Malcolm W. Tester II wrote:
> is the type of person who codes it. And in general, it seems
> Americans are lazier about it. I am an American, so I have a
> right to call us lazy :) Both of the parsers in these muds were
> written by other nationalitys. One was by a German guy, the other
> was by a Swedish guy. Both are based off the original lp 2.4.5.
> Could they
Speaking of other languages, does anyone have experience with GOOD
parsers that work with languages whose grammar/origin is very
different from English? (Has anyone ever tried?)
For example: Japanese (3 character sets, no spaces, verb at end,
enter text with an IME), Chinese (2 character sets, no spaces, enter
text with an IME), Arabic (non-Roman character set, enter text with
an IME, ???), or even Finnish (which I've been told likes to combine
verbs and nouns, or something of the sort). The Inform designers
guide discusses porting to English's cousins like French and German,
but not the more distant language groups.

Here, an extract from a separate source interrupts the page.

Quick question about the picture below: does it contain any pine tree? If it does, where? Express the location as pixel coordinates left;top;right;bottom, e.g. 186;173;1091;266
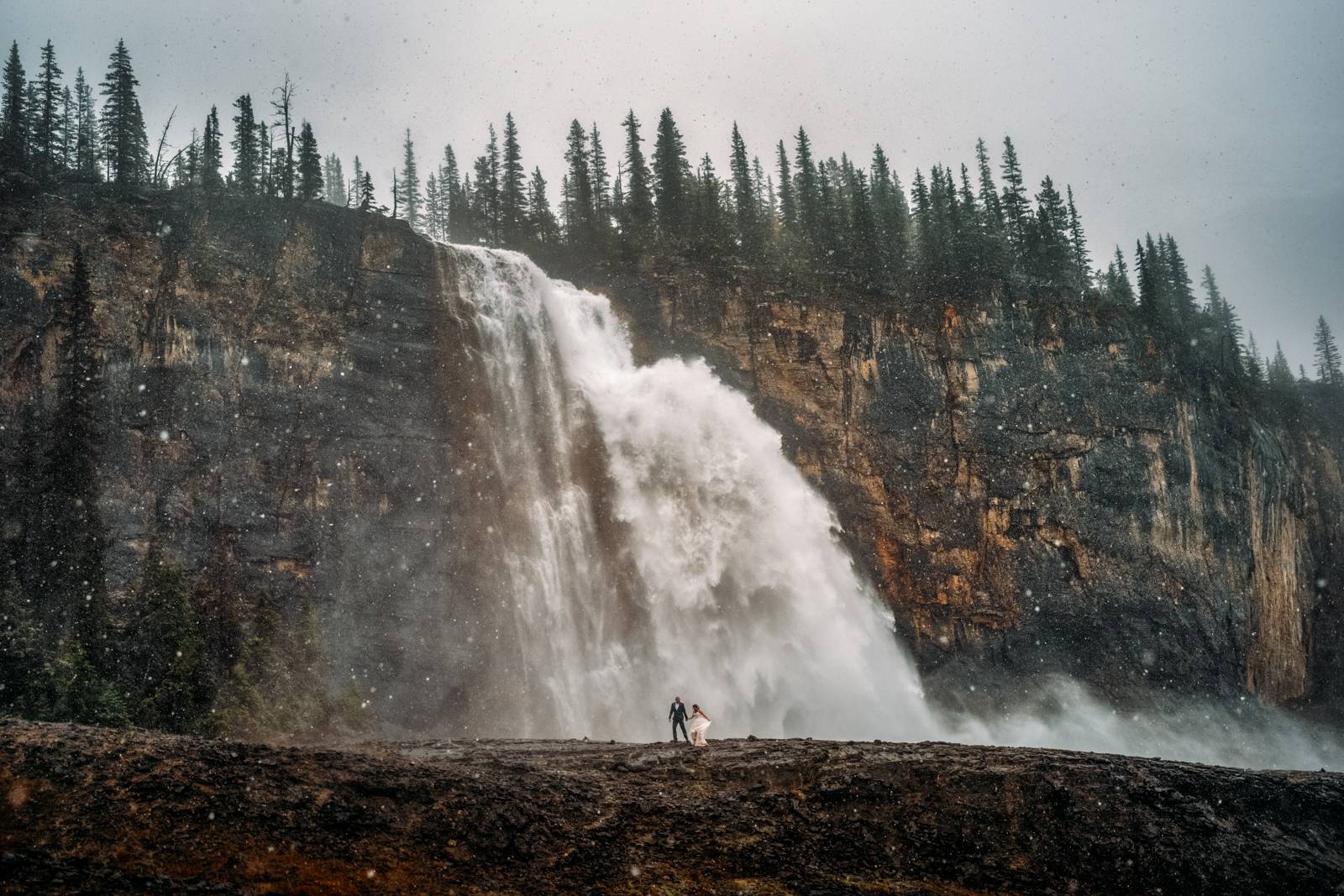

I posted on rec.arts.int-fiction and received a helpful response
about some of the oddities about Japanese. No one else seems to have
any info.
I am interested in localization, so one concern I have (but which
most people won't) is that if I spend a huge amount of time writing
an awesome english parser "aggressively attack the second orc to the
right of the tree" (to exaggerate) then:
a) No sane person will be able to localize the same functionality
into other languages. (I don't know enough other languages to do
localization myself.)
b) All the wonderful parsing will be unseen by most users because
they don't need it, even in an IF oriented enviornment. Users on
rec.arts.int-fiction don't seem too keen on going beyond anything
in TADs or Inform, which implies to me that maybe it's not
necessary.
I have been thinking about parsing lately. If you intend to write
one, here are some other things to think about:
a) You might eventually want to connect speech recognition to your
parser so users can speak the commands. For this to work you need
to compile your entire grammer into a CFG (context-free grammar)

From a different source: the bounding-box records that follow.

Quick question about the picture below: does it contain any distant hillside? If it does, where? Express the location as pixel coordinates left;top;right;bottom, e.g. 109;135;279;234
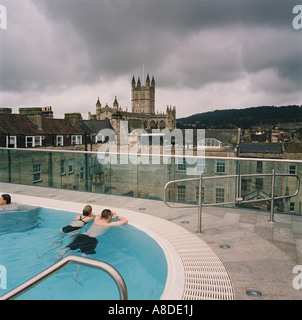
177;105;302;129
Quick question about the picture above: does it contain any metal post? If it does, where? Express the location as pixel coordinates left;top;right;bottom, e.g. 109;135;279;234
198;174;202;233
269;170;275;222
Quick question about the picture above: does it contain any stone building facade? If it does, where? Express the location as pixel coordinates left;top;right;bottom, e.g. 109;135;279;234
88;75;176;131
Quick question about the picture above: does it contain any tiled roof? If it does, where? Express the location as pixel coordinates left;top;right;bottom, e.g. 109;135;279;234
81;120;113;133
42;118;81;134
238;144;282;154
0;114;45;135
284;142;302;153
0;114;81;135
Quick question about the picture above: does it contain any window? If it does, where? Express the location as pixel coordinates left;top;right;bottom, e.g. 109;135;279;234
61;160;66;175
176;158;186;171
25;136;42;148
216;188;224;203
80;166;85;180
196;158;205;172
33;164;42;182
288;165;297;174
71;135;82;145
177;186;186;201
257;161;263;173
6;136;17;148
68;159;74;173
256;178;263;190
216;160;225;173
56;136;64;147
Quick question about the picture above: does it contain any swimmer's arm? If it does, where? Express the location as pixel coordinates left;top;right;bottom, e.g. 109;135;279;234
110;216;128;226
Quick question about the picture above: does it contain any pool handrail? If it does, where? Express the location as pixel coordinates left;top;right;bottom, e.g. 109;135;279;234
0;255;128;300
164;170;300;233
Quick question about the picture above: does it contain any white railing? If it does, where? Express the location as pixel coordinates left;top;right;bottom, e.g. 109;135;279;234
164;170;300;232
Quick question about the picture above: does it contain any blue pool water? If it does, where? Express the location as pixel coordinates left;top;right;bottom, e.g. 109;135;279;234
0;208;167;300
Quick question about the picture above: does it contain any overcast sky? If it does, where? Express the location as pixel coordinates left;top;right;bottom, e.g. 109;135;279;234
0;0;302;119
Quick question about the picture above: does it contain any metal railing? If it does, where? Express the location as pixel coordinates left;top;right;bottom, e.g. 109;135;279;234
164;170;300;233
0;255;128;300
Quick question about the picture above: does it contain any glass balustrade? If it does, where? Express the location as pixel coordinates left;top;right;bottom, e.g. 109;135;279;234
0;148;302;214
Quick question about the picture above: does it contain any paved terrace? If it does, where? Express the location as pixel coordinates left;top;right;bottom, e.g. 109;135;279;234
0;183;302;300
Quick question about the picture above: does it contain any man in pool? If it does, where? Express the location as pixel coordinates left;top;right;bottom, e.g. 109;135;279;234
0;193;12;207
62;205;94;233
67;209;128;254
94;209;128;227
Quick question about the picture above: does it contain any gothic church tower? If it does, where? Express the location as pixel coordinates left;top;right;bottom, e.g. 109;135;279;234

(BNF format or whatever). If you start with a CFG model, speech
recognition will be easy to add at some point in the future. If
you use another approach then it will be very difficult to bolt
speech recognition on top.
b) It seems to me that the parser for commands is different than
the parser you'll need for modelling conversations with NPCs. I
haven't thought enough about this yet, but conversations will
probably need some sort of probabilitsic heuristic. "Tell me about
King Leopold?", "What do you know about the king?", "Who is lord
Leopold?", and "Does the local monarch have anything interesting
in his castle?" all mean the same thing to a NPC, but a CFG won't
do so well.
c) If you talk to a professional linguist they'll probably tell
you the first step is to determine each words' part-of-speech,
which is a non-trivial problem. I have some links for possible
solutions to this problem. Once you have POS you can generate a
parse tree based on the POS associations of the language (Adj
before N, in English, etc.). This then lets you identify
verb-phrase, subject, object, etc. You can also use a word-net
and/or thesaurus for synonyms. If you talk to a professional
linguist you'll spend the rest of your life writing your parser.

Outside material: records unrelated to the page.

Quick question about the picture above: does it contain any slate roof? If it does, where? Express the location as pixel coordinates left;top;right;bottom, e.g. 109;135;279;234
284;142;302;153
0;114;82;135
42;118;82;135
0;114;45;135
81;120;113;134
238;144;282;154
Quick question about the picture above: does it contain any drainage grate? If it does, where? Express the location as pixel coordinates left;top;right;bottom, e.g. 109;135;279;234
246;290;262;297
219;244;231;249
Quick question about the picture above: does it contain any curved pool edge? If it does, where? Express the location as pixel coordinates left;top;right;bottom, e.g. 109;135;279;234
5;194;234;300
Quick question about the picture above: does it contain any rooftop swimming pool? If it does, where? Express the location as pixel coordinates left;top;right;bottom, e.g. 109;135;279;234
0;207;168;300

d) The more "correct" your parsing solution is, the more parts
you'll be able to use when going from concept to sentence, such as
verb/noun agreement in "<name> is too big to fit in your bag." If
<name> is "the piano" your text is ok, but if <name> is "the gold
ingots" you need to change "is" to "are". Other languages have it
far worse. The more NLP information your app has around, the
better it can resolve these issues.
Mike Rozak
http://www.mxac.com.au